Die Regierung von Präsident Ranil Wickremesinghe handelte ein Reformpaket mit dem Internationalen Währungsfonds (IWF) aus, das unter anderem Einsparungen bei den Staatsausgaben beinhaltet. Im November 2023 erzielte Sri Lanka eine erste Vereinbarung mit wichtigen bilateralen Gläubigern, darunter Indien und der Pariser Club. Die Wirtschaftskrise hat die Armutsquote auf 25 Prozent der Bevölkerung verdoppelt. Präsident Dissanayake erklärte, am Abkommen mit dem IWF festzuhalten, aber durch Nachverhandlungen soziale Verbesserungen anzustreben. Die Wählerinnen und Wähler erwarten, dass die NPP am ehesten in der Lage ist, die sozialen Härten abzufedern, die sich aus den Sparauflagen des IWF ergeben. Eine der großen politischen Herausforderungen besteht darin, die absehbaren Einsparungen gerecht auf die Volksgruppen zu verteilen.
Die Tamilenfrage
Spätestens seit der Parlamentswahl von 1956 gibt es einen Konflikt über die Frage regionaler Autonomie zwischen der singhalesischen und überwiegend buddhistischen Mehrheit, die rund 75 Prozent der Bevölkerung umfasst, und der Minderheit der hauptsächlich hinduistischen Sri-Lanka-Tamilen, die ungefähr elf Prozent ausmachen. Mögliche politische Kompromisse wurden in den 1960er Jahren durch buddhistisch-nationalistische Gruppen und singhalesische Oppositionsparteien torpediert.
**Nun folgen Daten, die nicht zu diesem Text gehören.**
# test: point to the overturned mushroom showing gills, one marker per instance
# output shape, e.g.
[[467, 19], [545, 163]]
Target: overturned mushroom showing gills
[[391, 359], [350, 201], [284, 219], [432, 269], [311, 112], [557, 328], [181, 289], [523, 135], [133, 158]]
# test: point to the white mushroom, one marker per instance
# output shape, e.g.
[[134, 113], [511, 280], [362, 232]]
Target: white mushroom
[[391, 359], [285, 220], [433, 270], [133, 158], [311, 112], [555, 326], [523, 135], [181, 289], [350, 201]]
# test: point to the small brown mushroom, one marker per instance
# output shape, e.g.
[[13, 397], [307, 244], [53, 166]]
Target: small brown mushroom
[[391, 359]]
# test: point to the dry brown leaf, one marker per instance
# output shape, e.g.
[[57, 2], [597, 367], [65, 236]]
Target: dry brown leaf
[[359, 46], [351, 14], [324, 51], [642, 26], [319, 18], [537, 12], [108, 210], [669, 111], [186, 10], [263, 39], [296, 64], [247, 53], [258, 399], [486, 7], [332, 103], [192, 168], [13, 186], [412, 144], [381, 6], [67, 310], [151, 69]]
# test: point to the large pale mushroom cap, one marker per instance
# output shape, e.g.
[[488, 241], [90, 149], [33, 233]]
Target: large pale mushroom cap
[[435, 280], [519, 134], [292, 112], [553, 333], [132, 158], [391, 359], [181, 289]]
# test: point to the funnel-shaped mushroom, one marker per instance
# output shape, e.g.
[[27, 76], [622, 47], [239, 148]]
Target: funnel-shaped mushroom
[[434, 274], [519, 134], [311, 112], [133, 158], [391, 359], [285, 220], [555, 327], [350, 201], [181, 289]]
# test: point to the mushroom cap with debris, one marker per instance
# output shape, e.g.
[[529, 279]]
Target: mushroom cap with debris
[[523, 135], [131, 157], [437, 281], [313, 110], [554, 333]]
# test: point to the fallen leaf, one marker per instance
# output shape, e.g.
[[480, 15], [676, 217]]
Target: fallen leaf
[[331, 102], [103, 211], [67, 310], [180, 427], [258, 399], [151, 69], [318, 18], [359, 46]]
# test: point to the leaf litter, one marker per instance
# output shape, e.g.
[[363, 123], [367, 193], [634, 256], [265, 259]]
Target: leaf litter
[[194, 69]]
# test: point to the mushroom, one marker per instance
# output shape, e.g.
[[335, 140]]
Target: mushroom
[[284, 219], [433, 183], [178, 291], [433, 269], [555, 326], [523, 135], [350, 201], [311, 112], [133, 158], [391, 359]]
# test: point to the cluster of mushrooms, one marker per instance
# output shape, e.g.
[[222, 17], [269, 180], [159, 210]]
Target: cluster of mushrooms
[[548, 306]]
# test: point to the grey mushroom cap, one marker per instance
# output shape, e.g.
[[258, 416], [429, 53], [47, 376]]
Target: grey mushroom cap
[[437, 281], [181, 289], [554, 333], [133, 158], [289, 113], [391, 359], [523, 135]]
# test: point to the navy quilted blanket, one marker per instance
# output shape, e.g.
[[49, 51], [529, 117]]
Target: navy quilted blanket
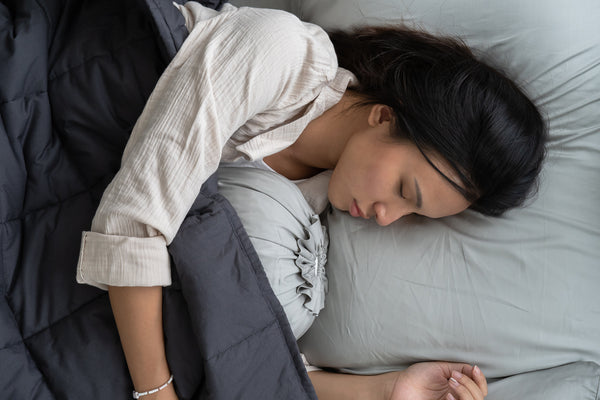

Der Konflikt verschärfte sich in den 1970er Jahren und schlug mit dem Pogrom gegen die Tamilen im Juli 1983 in offenen Bürgerkrieg um. Internationale Vermittlungsversuche durch Indien 1987 und Norwegen 2002 brachten keinen nachhaltigen Erfolg. Ab 2006 eskalierte der Bürgerkrieg erneut, mit dem Ergebnis, dass die LTTE im Mai 2009 zerschlagen wurde. In der Endphase des Bürgerkriegs begingen beide Kriegsparteien umfangreiche Kriegsverbrechen und Menschenrechtsverletzungen, die 2011 in einem Bericht des Generalsekretärs der Vereinten Nationen dokumentiert wurden.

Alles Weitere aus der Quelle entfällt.